GM Empower distributed energy strategy includes V2G, second-life BESS technologies

In addition to the sodium-ion and LFP BESS announcements, GM Empower, the company’s distributed energy strategy event, featured updates on GM’s bidirectional vehicle-to-grid (V2G) activities, a new EV charging app for end-customers and a second-life BESS project.

How a V2G and vehicle-to-home (V2H)-enabled GM charging and energy system could look.
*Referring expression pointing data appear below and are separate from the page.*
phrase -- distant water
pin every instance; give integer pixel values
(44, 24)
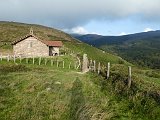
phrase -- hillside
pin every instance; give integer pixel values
(11, 31)
(141, 48)
(47, 92)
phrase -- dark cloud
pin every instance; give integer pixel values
(72, 13)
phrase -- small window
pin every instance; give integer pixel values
(30, 45)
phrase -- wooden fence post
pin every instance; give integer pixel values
(14, 59)
(26, 60)
(69, 65)
(85, 64)
(129, 76)
(99, 67)
(33, 61)
(51, 62)
(108, 69)
(1, 57)
(8, 58)
(39, 61)
(63, 64)
(94, 66)
(20, 59)
(57, 63)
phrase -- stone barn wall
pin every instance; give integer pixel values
(31, 47)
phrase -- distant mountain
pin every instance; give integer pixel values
(141, 48)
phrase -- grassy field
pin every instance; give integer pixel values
(45, 92)
(36, 92)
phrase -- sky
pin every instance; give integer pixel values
(104, 17)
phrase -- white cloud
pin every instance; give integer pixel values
(148, 29)
(122, 33)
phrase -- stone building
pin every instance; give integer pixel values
(31, 45)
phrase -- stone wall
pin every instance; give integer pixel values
(31, 47)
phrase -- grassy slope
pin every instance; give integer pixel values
(43, 92)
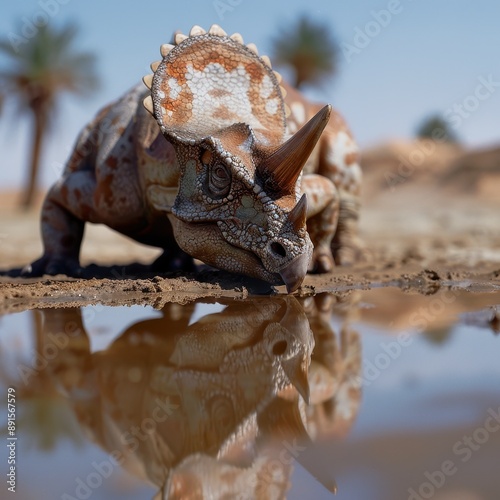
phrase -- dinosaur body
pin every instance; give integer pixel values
(211, 168)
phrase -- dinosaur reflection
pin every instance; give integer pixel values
(217, 408)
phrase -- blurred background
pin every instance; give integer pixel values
(396, 69)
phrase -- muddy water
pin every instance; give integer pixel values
(379, 394)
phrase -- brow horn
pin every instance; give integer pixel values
(286, 163)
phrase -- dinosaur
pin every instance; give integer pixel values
(211, 168)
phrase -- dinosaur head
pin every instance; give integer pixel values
(238, 206)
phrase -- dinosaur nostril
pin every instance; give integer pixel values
(278, 249)
(280, 347)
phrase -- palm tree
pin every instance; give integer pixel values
(309, 48)
(435, 127)
(38, 72)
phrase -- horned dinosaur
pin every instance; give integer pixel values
(211, 168)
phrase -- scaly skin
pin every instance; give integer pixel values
(214, 174)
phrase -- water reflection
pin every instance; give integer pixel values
(213, 407)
Image: GM

The company invited utilities across the US to collaborate with it on V2G, following the lead of California’s PG&E and DTE Energy in Michigan, which are already in pilot deployment and testing partnerships, respectively, with GM.

Additionally, GM chief product officer (CPO) Sterling Anderson announced that the company will deploy a 1.5MW/7.2MWh second-life BESS (a system that integrates used EV battery packs) at one of its Michigan factories.
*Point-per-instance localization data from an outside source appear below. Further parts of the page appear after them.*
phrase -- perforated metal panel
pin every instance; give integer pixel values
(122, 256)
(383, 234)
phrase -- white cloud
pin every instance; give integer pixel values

Redwood Energy, the second-life BESS division of US materials recycler Redwood Materials, will deploy roughly 100 EV battery packs at the site in a project that is expected to save GM over US$3 million in electricity costs over its lifetime.
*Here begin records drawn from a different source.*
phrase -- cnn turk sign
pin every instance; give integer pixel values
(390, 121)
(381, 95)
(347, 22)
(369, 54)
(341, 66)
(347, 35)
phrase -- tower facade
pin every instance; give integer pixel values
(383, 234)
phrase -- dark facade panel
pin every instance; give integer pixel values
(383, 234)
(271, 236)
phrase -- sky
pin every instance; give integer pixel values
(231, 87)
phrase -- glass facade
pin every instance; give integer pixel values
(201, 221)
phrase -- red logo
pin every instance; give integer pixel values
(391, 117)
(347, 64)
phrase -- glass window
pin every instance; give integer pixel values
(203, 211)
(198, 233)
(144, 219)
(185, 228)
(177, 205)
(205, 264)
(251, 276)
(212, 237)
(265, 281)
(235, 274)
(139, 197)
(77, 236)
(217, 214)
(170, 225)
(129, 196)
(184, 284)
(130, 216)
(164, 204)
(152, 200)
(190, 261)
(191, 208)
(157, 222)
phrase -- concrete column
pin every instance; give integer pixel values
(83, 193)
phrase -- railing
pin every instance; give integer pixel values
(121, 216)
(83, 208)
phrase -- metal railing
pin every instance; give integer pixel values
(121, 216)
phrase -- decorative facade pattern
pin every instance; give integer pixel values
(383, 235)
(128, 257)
This builds on an existing partnership between the two companies that has seen GM battery packs used in a 12MW/63MWh system in Nevada, part of a microgrid that powers operations for data centre company Crusoe, first announced in July 2025. Redwood Energy VP of business development Claire McConnell spoke to ESN Premium in March about the microgrid, the company’s “chemistry agnostic” pack integration and why Redwood thinks that as much as half of US BESS demand could be met with repurposed second-life batteries by 2030.